The present study had some limitations. First, we measured only first- and second-order retinal vessels. To examine how WSS distributes throughout the retinal microvascular network, we had to measure the smaller vessels further downstream. However, the instrument was limited in that measurements on vessels smaller than 60 μm in diameter were difficult to achieve. ¹² Second, in the LDV system, the measurement of vessel diameter is performed by taking 15 vessel images every 4 milliseconds just before and after each velocity measurement. The vessel diameter measurement might have been affected by the pulsation. Although we cannot completely exclude this possibility, the CVs from 30 vessel images obtained before and after each velocity measurement, which is calculated automatically in the LDV system, were less than 3% (data not shown), suggesting that there might have been little influence of pulsation on the shear stress calculation. Third, correction factors 1.6 ⁴⁹ and 2.0 ¹³ for the estimation of V_mean have both been used for the calculation of retinal blood flow in previous papers by different laboratories using LDV. In the present study, we used a correction factor of 2.0 (V_mean = V_{max, mean}/2.0), in accordance with a previous study ¹³ in which this issue has been discussed in detail. We could not determine the true factor to correct the centerline blood velocity obtained through LDV because we did not evaluate the blood velocity profile in this study. Further study is needed to elucidate which correction factor for V_mean should be used for the calculation of retinal blood flow. 
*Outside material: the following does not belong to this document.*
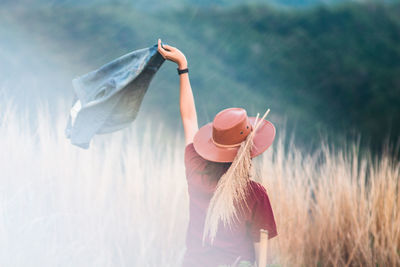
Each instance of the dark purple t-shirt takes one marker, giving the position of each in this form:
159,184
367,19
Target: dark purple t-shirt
230,243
In conclusion, we demonstrated that WSS in retinal vessels could be measured in humans using a system that combines retinal LDV and cone-plate viscometry. Because decreases in the WSS in the common carotid artery and the brachial artery were previously reported in patients with diabetes ²⁷ and hypertension, ⁴⁸ it is possible that abnormalities of the WSS may be associated with retinal vascular disorders, such as diabetic and hypertensive retinopathy. Therefore, this system may be useful for further clinical investigation of the role of shear stress in the pathogenesis of various retinal disorders.